Un ruolo per Bper e/o Crédit Agricole

Oltre alla potenziale fusione Unicredit Banco Bpm e a Mps, il mercato guarda anche alle mosse di Bper, già in primo piano nell’ops Intesa-Ubi con l’acquisizione di ben 532 filiali, ma il cui primo azionista Unipol è tuttora interessato ad altre operazioni.

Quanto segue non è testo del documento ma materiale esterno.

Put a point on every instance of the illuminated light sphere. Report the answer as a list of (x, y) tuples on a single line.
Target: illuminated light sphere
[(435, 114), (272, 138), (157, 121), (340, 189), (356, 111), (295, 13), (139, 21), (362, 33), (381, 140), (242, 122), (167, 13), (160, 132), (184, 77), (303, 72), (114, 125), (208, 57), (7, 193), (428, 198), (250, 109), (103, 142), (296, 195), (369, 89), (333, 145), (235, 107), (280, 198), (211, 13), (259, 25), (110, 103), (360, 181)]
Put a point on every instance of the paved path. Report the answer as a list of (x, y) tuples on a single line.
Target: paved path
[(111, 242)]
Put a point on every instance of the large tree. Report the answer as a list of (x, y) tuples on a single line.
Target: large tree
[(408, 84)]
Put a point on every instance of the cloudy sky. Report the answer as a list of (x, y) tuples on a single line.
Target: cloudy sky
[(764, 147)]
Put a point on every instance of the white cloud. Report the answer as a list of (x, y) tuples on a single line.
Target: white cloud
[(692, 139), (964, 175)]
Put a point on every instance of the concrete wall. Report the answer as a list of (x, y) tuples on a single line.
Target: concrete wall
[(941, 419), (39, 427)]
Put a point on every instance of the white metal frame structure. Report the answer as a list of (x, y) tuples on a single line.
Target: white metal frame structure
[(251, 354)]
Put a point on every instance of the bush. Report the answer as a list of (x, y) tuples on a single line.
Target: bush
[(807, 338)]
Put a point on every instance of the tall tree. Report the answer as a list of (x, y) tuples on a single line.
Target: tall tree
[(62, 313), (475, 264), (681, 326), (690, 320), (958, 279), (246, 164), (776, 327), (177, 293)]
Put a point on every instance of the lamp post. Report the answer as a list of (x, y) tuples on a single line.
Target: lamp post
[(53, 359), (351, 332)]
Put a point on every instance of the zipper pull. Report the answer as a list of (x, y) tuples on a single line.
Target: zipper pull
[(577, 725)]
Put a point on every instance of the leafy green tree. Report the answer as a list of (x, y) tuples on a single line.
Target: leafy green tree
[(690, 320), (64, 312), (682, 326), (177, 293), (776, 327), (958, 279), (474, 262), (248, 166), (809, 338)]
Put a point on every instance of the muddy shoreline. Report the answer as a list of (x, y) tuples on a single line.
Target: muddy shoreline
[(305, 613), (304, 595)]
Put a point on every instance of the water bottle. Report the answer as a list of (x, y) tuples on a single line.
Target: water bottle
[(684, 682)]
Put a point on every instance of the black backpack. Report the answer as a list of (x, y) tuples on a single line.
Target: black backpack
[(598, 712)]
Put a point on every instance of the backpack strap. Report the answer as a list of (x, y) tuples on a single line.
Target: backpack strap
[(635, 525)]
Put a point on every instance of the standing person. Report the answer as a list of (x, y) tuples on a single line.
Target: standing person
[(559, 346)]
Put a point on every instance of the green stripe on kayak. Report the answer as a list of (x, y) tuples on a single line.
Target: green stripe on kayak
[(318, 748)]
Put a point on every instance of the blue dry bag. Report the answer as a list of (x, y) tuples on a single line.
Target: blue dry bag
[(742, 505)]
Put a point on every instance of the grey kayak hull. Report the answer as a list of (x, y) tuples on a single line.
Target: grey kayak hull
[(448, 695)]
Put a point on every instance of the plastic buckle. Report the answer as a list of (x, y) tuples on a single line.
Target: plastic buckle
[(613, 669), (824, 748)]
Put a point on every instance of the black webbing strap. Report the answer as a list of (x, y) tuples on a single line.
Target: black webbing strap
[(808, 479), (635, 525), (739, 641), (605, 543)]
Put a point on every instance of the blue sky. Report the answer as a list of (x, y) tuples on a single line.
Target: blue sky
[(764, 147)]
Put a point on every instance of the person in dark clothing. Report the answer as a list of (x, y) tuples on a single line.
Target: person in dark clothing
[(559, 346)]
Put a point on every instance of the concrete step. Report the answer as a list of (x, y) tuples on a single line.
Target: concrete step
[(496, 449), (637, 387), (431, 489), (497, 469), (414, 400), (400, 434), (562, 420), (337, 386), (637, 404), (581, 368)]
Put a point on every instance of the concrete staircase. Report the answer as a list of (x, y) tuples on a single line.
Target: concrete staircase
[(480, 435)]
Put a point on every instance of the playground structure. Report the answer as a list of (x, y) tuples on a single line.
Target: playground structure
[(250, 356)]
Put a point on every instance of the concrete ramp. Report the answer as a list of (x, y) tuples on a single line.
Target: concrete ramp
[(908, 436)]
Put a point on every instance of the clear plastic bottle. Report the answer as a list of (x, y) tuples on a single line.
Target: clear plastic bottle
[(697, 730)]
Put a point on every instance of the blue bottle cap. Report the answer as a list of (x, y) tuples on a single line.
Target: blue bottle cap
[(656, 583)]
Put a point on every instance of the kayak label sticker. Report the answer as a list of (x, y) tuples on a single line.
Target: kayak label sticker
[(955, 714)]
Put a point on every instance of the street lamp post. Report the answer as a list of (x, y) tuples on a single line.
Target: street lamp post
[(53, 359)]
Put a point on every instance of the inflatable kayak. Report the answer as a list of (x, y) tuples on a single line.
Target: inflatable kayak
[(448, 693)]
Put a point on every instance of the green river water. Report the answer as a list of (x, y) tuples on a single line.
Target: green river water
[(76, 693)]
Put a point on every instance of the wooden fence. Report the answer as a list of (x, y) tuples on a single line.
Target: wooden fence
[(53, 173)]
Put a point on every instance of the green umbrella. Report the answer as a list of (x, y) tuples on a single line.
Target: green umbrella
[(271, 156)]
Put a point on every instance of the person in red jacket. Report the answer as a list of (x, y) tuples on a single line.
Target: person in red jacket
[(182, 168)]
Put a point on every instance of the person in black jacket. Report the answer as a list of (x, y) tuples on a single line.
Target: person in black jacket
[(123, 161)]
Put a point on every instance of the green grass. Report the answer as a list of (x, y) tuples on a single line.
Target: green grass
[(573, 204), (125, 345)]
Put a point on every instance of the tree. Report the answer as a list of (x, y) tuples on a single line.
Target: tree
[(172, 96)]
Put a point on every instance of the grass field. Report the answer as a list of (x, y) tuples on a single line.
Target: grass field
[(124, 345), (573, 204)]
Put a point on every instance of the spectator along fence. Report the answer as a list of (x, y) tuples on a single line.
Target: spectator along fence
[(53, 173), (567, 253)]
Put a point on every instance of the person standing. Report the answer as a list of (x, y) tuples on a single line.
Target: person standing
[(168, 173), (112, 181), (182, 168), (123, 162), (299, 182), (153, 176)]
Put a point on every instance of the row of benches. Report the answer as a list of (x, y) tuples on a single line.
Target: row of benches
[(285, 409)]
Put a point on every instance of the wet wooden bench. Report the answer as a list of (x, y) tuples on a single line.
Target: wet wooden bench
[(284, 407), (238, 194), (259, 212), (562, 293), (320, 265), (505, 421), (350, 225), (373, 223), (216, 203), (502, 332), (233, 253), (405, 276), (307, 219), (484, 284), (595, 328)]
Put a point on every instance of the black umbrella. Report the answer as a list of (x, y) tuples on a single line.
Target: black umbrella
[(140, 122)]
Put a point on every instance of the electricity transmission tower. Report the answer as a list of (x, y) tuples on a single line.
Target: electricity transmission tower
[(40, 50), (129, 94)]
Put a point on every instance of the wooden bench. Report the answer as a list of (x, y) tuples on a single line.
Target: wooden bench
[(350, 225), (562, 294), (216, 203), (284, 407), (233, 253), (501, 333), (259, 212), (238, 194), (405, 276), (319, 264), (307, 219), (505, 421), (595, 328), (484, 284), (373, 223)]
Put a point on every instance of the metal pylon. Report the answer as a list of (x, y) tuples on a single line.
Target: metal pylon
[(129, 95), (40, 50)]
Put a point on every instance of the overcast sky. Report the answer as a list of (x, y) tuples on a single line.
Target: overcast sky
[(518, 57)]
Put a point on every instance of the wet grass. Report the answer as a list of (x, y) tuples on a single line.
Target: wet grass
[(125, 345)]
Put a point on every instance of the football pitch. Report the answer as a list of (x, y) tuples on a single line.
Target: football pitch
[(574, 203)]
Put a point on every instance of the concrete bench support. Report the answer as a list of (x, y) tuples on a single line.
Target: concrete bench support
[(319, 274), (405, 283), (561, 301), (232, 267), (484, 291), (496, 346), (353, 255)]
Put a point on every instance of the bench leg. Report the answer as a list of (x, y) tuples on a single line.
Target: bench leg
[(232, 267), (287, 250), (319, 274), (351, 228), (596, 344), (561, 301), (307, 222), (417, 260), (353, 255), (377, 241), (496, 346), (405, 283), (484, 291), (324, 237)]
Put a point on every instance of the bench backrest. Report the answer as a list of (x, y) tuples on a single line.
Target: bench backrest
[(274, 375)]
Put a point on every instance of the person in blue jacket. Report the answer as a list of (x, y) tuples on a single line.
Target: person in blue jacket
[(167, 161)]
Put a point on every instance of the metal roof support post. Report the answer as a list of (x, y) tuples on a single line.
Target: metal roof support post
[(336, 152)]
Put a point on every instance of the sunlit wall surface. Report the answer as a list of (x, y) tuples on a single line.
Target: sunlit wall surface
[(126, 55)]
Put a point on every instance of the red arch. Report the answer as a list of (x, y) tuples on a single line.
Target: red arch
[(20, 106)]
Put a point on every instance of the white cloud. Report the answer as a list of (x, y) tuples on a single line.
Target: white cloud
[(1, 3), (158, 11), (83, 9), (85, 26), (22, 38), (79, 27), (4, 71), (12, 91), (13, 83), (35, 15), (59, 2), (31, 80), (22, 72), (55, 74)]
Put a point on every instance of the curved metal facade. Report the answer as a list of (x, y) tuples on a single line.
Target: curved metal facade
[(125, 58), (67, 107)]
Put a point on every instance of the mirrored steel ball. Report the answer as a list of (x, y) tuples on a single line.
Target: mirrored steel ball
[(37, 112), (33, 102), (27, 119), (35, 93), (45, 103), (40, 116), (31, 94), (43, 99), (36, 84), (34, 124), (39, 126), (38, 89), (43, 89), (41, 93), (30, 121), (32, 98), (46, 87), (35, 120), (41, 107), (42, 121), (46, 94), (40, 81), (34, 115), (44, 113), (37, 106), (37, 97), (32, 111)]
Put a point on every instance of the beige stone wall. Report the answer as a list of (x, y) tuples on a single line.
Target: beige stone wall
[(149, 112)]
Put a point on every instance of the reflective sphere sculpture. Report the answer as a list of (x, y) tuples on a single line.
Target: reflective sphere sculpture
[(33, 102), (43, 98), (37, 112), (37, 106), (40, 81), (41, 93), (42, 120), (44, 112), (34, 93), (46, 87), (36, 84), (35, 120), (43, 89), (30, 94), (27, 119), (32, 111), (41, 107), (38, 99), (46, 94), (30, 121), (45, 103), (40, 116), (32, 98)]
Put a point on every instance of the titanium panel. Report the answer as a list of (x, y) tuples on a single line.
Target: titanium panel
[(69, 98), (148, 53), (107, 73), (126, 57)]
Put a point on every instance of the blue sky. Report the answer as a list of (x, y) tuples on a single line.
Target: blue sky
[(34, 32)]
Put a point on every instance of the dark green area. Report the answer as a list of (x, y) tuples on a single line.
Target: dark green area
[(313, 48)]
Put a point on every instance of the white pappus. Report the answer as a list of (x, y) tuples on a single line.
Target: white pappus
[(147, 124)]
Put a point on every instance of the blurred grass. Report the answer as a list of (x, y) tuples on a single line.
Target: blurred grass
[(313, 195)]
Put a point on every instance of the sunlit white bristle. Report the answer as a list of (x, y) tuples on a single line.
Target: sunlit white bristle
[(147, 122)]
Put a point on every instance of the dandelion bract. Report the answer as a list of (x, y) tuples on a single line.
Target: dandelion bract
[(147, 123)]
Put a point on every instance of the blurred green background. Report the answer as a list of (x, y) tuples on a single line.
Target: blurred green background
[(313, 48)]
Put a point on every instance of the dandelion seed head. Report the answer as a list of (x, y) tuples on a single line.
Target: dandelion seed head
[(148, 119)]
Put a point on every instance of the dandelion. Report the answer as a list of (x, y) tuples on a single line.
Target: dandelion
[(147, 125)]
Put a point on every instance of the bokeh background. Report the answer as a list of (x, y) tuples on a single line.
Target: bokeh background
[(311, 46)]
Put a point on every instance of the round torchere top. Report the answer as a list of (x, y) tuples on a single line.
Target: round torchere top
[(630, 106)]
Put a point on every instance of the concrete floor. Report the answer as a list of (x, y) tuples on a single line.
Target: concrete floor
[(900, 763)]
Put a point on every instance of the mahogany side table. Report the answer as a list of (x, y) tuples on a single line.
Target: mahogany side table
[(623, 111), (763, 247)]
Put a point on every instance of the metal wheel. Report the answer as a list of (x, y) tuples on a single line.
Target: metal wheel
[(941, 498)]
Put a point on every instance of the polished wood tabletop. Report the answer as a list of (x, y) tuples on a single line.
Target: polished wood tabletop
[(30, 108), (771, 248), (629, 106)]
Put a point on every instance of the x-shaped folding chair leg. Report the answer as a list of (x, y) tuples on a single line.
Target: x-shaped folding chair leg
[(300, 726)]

Anche il ceo di Unipol è in buoni rapporti con Nagel, e recentemente il gruppo assicurativo è tornato nel capitale di Mediobanca.

L’ipotesi del mercato è quindi un’aggregazione con il Monte dei Paschi di Siena, mentre un’altra suggestione mette assieme anche Banco Bpm per dare vita a un nuovo super polo bancario.

Né si può escludere un ruolo nel consolidamento per la divisione italiana del Crédit Agricole, per il quale si era perfino ragionato su un matrimonio con Ubi.

Da ricordare infine che nel “club” delle cenerentole rientrano anche il Creval, Banca Popolare di Sondrio, Credem, Banco Desio, mentre Carige secondo i piani toccherà in dote a Cassa Centrale Banca (Ccb).